Of course I knew the day would come when Tyler wouldn't be with me anymore. But I never wanted to think about it. He has helped me through so much. Really, honestly, he has helped me become a better me. I don't know what I'll do when he's gone. Yeah, he goes on vacation every now and then and I don't have him around. But all his stuff is still here, and I know he's coming back. It's going to be so empty without him here. I don't know what my cat, Midnight, is going to do either. He's very active, and Tyler is his brother and playmate. He's going to miss him terribly. He becomes unbearable when Tyler is gone for any length of time. He turns into attack ninja cat. It's a pain. Literally.
In the last six months I have become more interested in animal welfare and helping homeless animals find homes. I began volunteering for our Animal Shelter this summer. I had avoided volunteering there for years because they euthanize. But I realized that maybe if I lend a hand, I can help some of the animals find homes instead of having to be put down. I don't know if I'm making much of a difference, but I did start a Facebook page for our organization. In the two months we have been up, we have gathered 547 fans. That's pretty huge for a small local non-profit with an even smaller volunteer base. I'm seeing more interaction on the site, and I heard today from one of my students, who happens to be a St. Joe local, that he is getting random messages from friends sending him the pictures and stories of animals at the shelter that I put up on the site. That really makes me feel good. Because of my schedule I can't really get to the shelter to work directly with the animals, but I enjoy helping them from a distance. I'm considering switching careers once I get my debts paid off and going to work for the Humane Society or Best Friends or some other animal welfare organization.

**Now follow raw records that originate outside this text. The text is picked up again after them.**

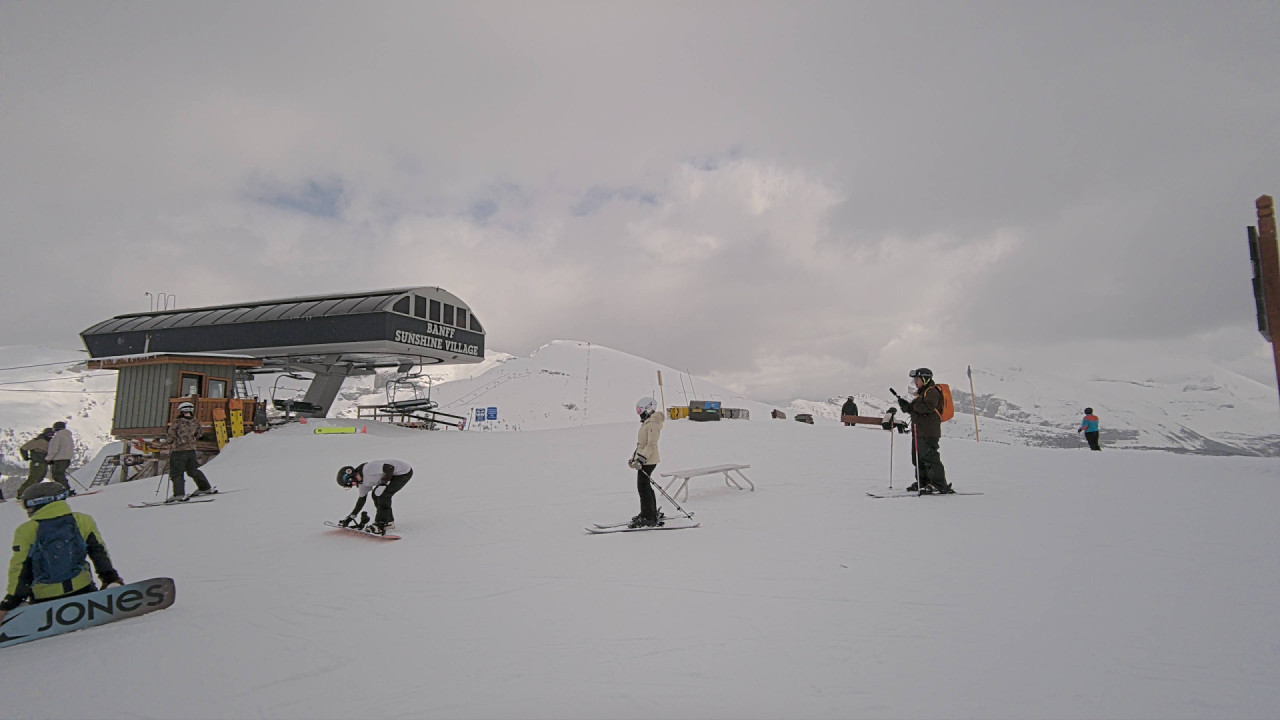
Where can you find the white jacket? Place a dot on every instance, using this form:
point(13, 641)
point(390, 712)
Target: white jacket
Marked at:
point(62, 447)
point(647, 443)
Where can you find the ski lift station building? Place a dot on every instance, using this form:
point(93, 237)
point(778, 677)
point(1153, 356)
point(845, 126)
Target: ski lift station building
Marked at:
point(329, 336)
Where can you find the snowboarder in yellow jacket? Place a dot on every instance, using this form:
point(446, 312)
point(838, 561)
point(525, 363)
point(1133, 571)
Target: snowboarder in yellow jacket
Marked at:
point(51, 551)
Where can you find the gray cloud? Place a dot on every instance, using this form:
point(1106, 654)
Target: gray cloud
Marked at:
point(792, 199)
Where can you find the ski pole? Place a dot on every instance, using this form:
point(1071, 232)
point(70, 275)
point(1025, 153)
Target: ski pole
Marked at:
point(915, 460)
point(891, 456)
point(654, 483)
point(74, 478)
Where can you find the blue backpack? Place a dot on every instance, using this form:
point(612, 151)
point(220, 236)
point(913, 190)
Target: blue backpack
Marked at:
point(59, 551)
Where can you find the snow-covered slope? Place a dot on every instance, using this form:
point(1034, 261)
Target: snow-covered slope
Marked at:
point(566, 383)
point(1214, 411)
point(1073, 588)
point(41, 386)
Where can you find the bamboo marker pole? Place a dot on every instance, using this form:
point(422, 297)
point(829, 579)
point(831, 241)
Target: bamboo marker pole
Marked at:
point(973, 400)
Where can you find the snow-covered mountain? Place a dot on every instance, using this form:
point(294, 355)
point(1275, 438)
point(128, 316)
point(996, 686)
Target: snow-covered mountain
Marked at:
point(1068, 589)
point(40, 386)
point(568, 383)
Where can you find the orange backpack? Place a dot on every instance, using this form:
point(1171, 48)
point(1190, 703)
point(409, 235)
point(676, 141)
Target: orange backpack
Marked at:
point(947, 410)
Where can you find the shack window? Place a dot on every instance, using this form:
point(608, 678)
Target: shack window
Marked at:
point(191, 383)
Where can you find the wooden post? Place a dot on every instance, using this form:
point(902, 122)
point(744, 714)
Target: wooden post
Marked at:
point(1269, 276)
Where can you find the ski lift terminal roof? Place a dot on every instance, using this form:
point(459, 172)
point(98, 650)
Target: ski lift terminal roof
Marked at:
point(401, 327)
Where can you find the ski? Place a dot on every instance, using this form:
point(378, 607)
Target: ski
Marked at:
point(670, 524)
point(625, 523)
point(69, 614)
point(359, 531)
point(201, 499)
point(913, 493)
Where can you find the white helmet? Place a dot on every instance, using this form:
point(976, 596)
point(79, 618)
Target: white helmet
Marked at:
point(645, 406)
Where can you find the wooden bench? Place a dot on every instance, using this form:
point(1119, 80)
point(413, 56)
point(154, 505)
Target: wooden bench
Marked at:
point(680, 478)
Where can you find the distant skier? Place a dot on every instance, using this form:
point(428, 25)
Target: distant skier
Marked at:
point(1089, 427)
point(51, 551)
point(926, 410)
point(62, 449)
point(181, 438)
point(383, 478)
point(35, 451)
point(849, 411)
point(645, 459)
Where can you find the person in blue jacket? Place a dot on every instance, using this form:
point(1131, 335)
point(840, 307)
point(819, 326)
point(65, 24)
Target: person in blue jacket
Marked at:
point(1089, 427)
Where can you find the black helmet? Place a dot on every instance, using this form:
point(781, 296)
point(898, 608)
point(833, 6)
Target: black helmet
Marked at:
point(42, 493)
point(347, 477)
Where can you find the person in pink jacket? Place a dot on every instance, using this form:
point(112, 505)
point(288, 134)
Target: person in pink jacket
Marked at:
point(645, 459)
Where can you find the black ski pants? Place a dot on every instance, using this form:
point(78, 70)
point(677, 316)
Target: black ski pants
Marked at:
point(183, 463)
point(648, 501)
point(35, 473)
point(383, 497)
point(928, 461)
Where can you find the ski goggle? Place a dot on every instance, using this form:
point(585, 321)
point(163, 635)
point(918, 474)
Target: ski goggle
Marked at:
point(39, 501)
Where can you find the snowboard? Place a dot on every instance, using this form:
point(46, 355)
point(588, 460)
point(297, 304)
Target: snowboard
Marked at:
point(886, 495)
point(357, 531)
point(69, 614)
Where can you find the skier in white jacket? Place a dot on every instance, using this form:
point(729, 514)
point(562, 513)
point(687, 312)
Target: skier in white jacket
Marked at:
point(62, 449)
point(645, 459)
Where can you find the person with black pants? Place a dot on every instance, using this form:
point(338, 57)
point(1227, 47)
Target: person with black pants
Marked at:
point(380, 478)
point(926, 410)
point(645, 459)
point(182, 438)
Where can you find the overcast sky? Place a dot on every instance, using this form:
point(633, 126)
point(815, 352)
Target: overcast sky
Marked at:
point(792, 199)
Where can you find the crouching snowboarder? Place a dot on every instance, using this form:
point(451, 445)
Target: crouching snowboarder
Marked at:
point(53, 548)
point(383, 478)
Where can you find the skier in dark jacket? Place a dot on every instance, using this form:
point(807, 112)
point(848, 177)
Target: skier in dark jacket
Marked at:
point(382, 478)
point(926, 410)
point(849, 411)
point(181, 437)
point(1089, 427)
point(37, 577)
point(35, 452)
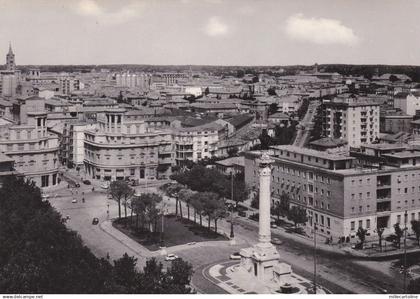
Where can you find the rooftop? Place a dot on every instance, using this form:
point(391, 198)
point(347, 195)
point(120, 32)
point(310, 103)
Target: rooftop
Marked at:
point(311, 152)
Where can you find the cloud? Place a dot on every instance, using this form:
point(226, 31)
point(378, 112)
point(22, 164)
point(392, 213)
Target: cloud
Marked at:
point(216, 27)
point(91, 8)
point(319, 31)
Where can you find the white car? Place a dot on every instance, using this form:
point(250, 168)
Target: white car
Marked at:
point(235, 256)
point(171, 257)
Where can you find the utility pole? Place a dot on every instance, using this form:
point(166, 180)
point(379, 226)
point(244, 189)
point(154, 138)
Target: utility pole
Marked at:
point(232, 235)
point(315, 228)
point(405, 251)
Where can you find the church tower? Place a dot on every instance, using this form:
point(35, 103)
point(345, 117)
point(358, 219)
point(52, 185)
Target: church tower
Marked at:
point(10, 59)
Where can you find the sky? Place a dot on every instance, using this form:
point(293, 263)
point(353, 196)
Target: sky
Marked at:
point(211, 32)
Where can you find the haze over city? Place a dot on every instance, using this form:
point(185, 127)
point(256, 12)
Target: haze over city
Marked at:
point(211, 32)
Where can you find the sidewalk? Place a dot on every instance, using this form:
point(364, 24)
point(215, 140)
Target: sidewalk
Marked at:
point(142, 251)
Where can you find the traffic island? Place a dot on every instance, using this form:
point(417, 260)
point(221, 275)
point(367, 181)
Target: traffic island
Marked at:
point(176, 231)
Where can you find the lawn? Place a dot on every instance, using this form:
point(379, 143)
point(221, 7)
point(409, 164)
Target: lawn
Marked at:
point(176, 232)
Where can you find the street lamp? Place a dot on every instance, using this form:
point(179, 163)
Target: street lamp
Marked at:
point(315, 228)
point(232, 235)
point(405, 251)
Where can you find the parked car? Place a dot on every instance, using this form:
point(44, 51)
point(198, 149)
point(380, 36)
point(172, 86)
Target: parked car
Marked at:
point(104, 185)
point(235, 256)
point(276, 241)
point(171, 257)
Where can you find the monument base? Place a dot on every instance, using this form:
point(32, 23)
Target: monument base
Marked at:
point(263, 262)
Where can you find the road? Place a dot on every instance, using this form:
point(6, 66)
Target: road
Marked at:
point(306, 125)
point(336, 272)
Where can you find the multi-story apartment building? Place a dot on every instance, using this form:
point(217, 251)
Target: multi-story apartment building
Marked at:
point(341, 196)
point(356, 120)
point(118, 148)
point(32, 147)
point(72, 146)
point(408, 103)
point(196, 143)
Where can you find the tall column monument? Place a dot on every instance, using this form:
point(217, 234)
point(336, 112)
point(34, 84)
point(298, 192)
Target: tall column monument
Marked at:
point(262, 260)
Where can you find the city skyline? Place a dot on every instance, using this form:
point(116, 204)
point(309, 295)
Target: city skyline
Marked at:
point(209, 32)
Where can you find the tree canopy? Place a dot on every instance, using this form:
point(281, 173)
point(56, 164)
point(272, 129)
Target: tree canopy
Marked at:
point(38, 254)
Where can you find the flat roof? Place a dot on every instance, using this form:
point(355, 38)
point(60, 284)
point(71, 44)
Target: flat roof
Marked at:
point(404, 155)
point(311, 152)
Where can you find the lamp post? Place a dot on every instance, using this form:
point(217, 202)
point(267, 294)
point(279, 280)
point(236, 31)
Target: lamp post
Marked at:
point(232, 235)
point(315, 228)
point(405, 251)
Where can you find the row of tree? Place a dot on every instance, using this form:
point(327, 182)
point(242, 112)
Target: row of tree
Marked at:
point(208, 204)
point(38, 254)
point(203, 179)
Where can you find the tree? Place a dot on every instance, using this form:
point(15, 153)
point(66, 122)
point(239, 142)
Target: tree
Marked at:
point(209, 202)
point(271, 91)
point(180, 273)
point(272, 108)
point(186, 195)
point(393, 78)
point(414, 286)
point(297, 215)
point(380, 231)
point(398, 233)
point(125, 273)
point(415, 226)
point(265, 140)
point(361, 234)
point(119, 190)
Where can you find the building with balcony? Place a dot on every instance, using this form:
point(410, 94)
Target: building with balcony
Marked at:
point(341, 195)
point(32, 147)
point(196, 143)
point(353, 119)
point(117, 148)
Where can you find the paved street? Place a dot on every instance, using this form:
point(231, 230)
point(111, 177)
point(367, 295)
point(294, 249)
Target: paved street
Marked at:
point(338, 273)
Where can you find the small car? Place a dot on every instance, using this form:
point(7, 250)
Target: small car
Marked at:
point(171, 257)
point(276, 241)
point(235, 256)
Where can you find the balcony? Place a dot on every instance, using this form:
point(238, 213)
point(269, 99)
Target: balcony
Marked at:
point(383, 199)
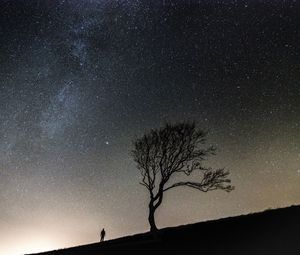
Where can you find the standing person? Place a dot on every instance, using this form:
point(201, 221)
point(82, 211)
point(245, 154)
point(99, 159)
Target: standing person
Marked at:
point(102, 235)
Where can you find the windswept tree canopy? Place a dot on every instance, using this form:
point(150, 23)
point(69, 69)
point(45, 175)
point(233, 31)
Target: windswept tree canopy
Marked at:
point(170, 151)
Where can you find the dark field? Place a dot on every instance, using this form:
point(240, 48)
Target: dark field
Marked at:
point(267, 233)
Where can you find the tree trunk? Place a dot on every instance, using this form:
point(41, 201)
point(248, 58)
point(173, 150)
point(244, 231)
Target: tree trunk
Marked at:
point(151, 217)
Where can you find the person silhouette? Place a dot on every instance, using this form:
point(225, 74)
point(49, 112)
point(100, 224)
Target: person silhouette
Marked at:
point(102, 235)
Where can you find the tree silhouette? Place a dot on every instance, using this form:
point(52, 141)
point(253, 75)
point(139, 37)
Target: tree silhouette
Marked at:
point(170, 151)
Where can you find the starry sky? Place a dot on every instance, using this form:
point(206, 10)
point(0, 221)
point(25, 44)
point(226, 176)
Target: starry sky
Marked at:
point(80, 79)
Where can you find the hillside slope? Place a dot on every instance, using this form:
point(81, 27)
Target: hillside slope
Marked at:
point(267, 233)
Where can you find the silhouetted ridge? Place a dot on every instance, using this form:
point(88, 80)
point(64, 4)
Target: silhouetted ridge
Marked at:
point(270, 232)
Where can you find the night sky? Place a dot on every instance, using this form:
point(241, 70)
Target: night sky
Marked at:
point(80, 79)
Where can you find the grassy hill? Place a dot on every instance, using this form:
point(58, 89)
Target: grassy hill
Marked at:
point(270, 232)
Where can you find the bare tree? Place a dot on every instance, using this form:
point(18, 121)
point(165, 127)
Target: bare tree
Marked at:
point(170, 151)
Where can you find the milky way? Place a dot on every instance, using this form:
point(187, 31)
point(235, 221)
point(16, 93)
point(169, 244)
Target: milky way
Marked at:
point(79, 80)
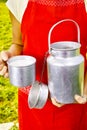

I don't think I'll get another dog, or another cat, right away. One of the ways I'm getting through this is reminding myself that everything happens for a reason. One of the reasons I've had difficulties in getting a new job is that I have two pets, and there are very few live-in positions that allow that. After Tyler crosses Rainbow Bridge, I will only have Midnight to take with me. That will open some doors that had been closed. Plus I've recently been given an opportunity that will boost my resume a little. Not a lot, but maybe just enough to make a difference. I'll tell you about that some other day. But I'm also considering staying here until I pay off my debts. I'm really loving my job, and I'm doing a great job of not spending money and not using my credit cards (except for Tyler medical stuff.) So we'll see where the wind blows me this year. It will take a while for me and Midnight to be ready for a new pack member anyway. In the meantime, think happy thoughts for Tyler, and I will keep you updated on how he is doing.